I’ve been fortunate, that way. I feel blessed to have the sorts of doctors who give me far more than the time of day, and aren’t put off by talk of second opinions. But that doesn’t mean I can slack off on my homework.

There is an alternative, of course. We could just sit home and watch that flat-screen TV.

Saturday, February 19, 2011

February 19, 2011 – Incidentaloma

A couple weeks ago, I had another of my periodic PET/CT scans, which are becoming as routine as that sort of thing can possibly be. When I called Dr. Lerner’s office for the test results a week later, the nurse called me back and said the PET scan had revealed some unexplained “uptake” on the left side of my thyroid gland, in the area of the small nodule detected last time around.

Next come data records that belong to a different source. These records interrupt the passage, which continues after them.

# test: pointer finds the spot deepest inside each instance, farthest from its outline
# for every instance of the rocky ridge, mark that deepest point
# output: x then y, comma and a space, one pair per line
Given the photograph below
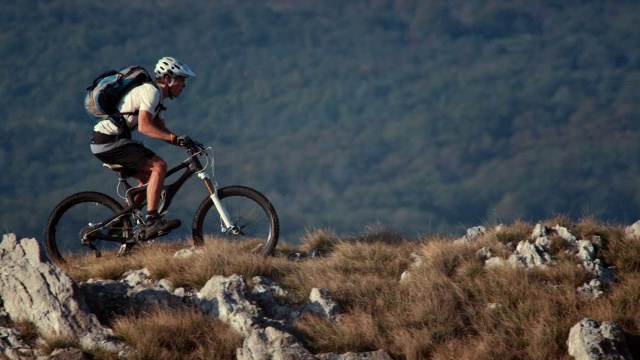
33, 289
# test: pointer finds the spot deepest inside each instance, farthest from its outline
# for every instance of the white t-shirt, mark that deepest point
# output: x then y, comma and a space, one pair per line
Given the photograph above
144, 97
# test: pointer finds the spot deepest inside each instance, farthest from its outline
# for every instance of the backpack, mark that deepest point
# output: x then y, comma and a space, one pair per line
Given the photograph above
106, 91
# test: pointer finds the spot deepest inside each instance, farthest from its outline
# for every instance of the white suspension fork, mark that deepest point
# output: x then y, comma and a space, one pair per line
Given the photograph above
213, 191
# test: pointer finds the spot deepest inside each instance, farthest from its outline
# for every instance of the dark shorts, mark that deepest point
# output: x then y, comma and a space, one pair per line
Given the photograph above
131, 156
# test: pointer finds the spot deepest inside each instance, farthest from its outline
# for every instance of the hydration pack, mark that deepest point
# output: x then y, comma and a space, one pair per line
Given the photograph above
106, 91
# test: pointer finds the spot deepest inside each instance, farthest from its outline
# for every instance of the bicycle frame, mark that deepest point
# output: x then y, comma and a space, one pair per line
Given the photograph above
191, 166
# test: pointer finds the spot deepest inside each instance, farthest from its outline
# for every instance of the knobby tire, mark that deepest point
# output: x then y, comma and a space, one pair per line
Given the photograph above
62, 233
251, 211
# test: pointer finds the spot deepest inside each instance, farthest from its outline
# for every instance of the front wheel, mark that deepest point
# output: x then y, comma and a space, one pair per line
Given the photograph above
70, 220
252, 215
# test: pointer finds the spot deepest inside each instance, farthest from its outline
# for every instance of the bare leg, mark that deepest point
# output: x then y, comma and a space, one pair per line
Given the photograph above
153, 171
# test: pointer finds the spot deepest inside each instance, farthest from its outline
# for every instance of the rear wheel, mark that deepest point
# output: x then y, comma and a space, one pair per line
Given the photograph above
252, 215
73, 219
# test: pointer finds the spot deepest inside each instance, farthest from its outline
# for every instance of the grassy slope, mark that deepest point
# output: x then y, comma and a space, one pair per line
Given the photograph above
441, 312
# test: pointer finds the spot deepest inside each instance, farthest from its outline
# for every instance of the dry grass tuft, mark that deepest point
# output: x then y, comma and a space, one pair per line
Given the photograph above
177, 334
451, 306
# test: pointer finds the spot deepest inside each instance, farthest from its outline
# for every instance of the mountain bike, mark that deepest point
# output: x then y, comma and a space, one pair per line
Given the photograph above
93, 222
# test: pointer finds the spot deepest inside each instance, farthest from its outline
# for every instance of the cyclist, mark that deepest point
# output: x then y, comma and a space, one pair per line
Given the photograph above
113, 145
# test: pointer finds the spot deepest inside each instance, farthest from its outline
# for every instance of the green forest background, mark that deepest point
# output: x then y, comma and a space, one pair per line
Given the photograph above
422, 116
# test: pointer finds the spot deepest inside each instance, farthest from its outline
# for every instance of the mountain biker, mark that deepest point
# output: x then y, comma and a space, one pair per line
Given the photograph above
113, 145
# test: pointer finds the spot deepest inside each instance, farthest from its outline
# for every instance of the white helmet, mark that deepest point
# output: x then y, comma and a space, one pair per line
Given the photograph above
172, 67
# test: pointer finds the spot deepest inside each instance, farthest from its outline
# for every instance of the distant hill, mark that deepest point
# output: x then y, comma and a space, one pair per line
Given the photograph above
423, 116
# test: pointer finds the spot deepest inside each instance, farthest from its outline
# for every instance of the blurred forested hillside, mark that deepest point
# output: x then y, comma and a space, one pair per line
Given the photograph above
421, 115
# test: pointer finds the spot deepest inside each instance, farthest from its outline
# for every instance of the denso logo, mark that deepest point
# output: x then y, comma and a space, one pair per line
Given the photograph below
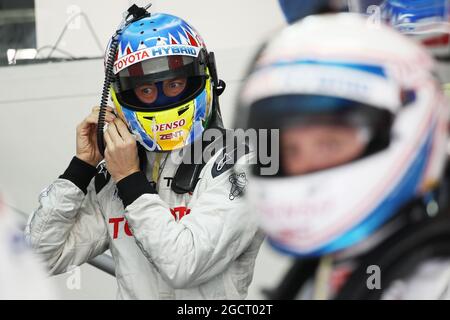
120, 225
169, 126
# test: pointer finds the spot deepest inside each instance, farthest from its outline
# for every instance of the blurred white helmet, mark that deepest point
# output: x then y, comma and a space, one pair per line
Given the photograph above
339, 70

On that earlier occasion, Dr. Lerner had referred me to Dr. Jay Sher, an endocrinologist. After subsequent tests, Dr. Sher pronounced the nodule too small to be concerned about, and not large enough to biopsy. He did say it bore watching, though.

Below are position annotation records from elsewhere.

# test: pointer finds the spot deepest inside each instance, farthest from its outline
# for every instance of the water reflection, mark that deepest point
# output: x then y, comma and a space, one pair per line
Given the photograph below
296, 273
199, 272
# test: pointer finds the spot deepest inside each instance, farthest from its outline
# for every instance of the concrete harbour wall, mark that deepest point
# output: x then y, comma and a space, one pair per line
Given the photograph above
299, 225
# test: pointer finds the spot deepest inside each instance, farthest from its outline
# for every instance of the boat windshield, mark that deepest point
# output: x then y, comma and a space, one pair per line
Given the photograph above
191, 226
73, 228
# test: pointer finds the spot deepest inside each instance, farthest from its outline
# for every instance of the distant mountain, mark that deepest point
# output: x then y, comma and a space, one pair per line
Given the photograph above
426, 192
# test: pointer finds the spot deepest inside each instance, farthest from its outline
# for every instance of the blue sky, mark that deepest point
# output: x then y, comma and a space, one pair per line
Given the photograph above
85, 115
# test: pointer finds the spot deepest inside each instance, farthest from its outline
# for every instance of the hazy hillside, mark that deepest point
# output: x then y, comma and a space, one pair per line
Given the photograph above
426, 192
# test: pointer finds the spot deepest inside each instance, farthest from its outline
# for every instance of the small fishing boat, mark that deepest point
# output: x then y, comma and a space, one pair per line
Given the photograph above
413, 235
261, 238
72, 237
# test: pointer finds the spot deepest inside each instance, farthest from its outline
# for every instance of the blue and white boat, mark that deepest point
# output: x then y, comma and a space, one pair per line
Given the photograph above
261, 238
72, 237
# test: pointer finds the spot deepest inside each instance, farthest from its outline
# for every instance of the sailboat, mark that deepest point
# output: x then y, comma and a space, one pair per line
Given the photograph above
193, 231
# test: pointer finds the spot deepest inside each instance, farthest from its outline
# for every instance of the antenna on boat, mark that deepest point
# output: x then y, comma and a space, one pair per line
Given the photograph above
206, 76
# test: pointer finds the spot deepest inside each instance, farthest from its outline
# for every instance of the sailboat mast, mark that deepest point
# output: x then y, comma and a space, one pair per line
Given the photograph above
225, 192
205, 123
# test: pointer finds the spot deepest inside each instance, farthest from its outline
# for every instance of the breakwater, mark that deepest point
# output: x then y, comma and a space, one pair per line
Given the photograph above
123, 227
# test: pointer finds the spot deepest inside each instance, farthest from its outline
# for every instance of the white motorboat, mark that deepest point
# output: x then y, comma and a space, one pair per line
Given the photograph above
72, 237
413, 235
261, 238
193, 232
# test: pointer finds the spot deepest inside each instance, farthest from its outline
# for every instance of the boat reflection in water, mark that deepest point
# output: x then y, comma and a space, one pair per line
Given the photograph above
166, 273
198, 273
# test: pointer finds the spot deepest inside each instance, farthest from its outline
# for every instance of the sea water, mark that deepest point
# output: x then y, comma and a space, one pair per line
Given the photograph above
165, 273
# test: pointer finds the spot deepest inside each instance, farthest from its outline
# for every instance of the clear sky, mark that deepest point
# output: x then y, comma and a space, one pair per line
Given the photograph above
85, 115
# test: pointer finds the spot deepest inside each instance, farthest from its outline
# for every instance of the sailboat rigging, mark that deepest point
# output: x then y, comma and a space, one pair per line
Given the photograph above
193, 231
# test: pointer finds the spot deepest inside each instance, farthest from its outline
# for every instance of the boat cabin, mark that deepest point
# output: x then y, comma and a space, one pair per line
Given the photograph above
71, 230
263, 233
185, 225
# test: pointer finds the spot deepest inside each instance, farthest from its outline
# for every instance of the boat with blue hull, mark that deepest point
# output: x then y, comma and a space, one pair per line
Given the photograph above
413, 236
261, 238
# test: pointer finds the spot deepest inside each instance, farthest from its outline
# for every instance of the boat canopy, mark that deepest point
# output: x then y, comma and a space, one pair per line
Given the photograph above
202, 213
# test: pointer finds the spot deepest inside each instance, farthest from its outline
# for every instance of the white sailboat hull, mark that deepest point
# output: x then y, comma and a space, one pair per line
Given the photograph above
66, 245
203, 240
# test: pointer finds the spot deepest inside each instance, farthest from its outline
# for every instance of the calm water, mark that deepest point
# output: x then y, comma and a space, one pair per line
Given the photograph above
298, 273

Well, it’s no longer so small. On Wednesday I had a follow-up CT scan and ultrasound. Yesterday, I got a call from Dr. Lerner, who informed me it’s doubled in size, from about .80 cm to about 1.60. A centimeter and a half still sounds pretty insignificant to me, but I suppose in the world of endocrinology that calls for a closer look.

So, that’s what we’re going to do. As soon as I hung up after Dr. Lerner’s call, I phoned over to Dr. Sher’s office – it was just before closing time – and left a message. Dr. Lerner’s staff is faxing the scan results over. Someone from Dr. Sher’s office wil call back on Monday, presumably with a referral for an ultrasound-guided needle biopsy.

Dr. Lerner assured me there’s nothing to worry about just yet – most thyroid nodules are benign – but, still, it’s not something to leave unexamined.

Doing a little online research, I came upon a retrospective research study that calculated a malignancy rate of 28.8% in small thyroid nodules discovered in this way. I even learned there’s a name for this phenomenon. Abnormalities that show up on scans ordered for some other purpose are called incidentalomas. As high-tech scans proliferate, more and more of these tiny, mostly benign tumors show up – tumors that would, in an earlier era of medicine, have gone unnoticed.

That’s both a good thing and a bad thing. To the extent that incidentalomas turn out to be something truly serious, early detection is a fortunate – sometimes even lifesaving – coincidence. Yet, most of the time they’re just benign growths. Still, they trigger anxiety in patients who would otherwise go through life blissfully unaware of their existence.

I’m not feeling especially anxious about it, myself. I’m more annoyed, I suppose, that I have to go through this whole biopsy thing again. Having stumbled over the rock, though, we’ve got no choice but to turn it over and see what may be crawling around underneath it.